“In VCU’s Advertising class, “Judgment”, soon-to-be-college-grads are advised on how to stand out for potential employers. We are taught how to create strong resumes, cover letters, and portfolios based on our personal brands. My professor used the analogy of the Buick and a unique sports car to describe people entering the professional work force. He explained that a Buick is fairly standard car and that because there are millions of them on the road all the time, we hardly even notice them in passing. On the other hand, people are more likely to notice a cool car like a Shelby Cobra because they really aren’t cars we see regularly. How does this relate to aspiring young professionals? In essence, he was saying that there are two types of people joining the work force: the standard candidates and those with unique brand identities. Of course, he was not saying that the Buick is an unworthy candidate. He was simply explaining that on paper, a uniquely established brand identity like a Shelby Cobra is more likely to grab the attention of a potential employer.
In my professor’s defense, I agree that people should make the effort to distinguish themselves. Employers want stand out candidates. They do not hire fresh college graduates just because they want to give them a salary and paid vacation time. They want the employee that has the most to offer their business. If we were all standard, would there be such a thing as a leader or a boss? We would all be entry-level employees with the same basic skills and knowledge to bring to the table. Someone has to step up to the plate and be the Shelby Cobra.
I would like to say though, as far as resumes, cover letters, and portfolios go, I am an avid enthusiast of the Buick. I am a Buick. I use Times New Roman size 12 font in black with a standard headline in a standard format for the majority of my work. While some say it’s plain and boring, I say it’s neat and orderly. My technical abilities are not yet developed, at least not on paper. I am still very young with limited work experience. How much can I really write without it sounding overly embellished? To me, it’s not about the face value; it’s about the content, depth, and quality. At a first glance, my resume may look boring but after a second glance, people see that I am clearly committed, having worked for the same company for several years. They also see that I am straight forward, honest, and to the point. If that is a Buick then I am proud to say that is me.
I would also like to note that, although I do have not one, a Buick persona is not always detrimental for a job candidate. I can actually see how a standard job candidate could sometimes be preferable to an employer. For example, a company might choose to hire a college student over an experienced professional because the college student, with limited work experience, is much easier to train.

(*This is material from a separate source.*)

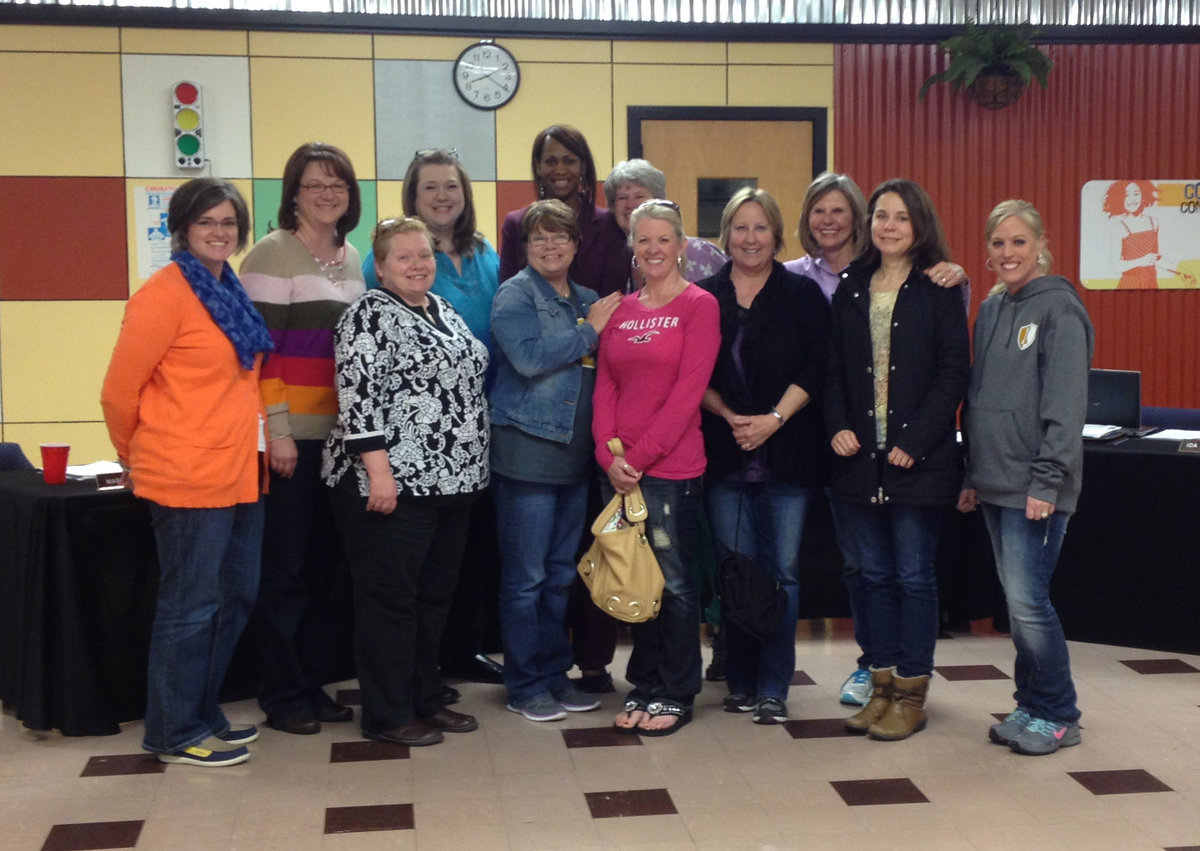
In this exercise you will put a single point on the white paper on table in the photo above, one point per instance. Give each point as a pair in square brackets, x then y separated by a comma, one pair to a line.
[1098, 432]
[90, 471]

These kinds of new hires typically do not have much to ‘rewire’ so they absorb everything quicker and more efficiently. Companies can start completely from scratch and mold them into brand ambassadors. With that kind of knowledge, employee turnover would likely be lower and promotions from within much higher.
As I mentioned before, I agree with the concept of branding oneself. There is absolutely nothing wrong with that. I also do not think that there is anything wrong with the Buick brand. It might not be the flashiest or the most fun but it is definitely business appropriate. And at my age, who really has a set brand identity? Our post-school lives are just beginning, and now is when we start to discover who we really are. Plus, most people in the business world have to pay their dues: first the Buick, later the Cobra.”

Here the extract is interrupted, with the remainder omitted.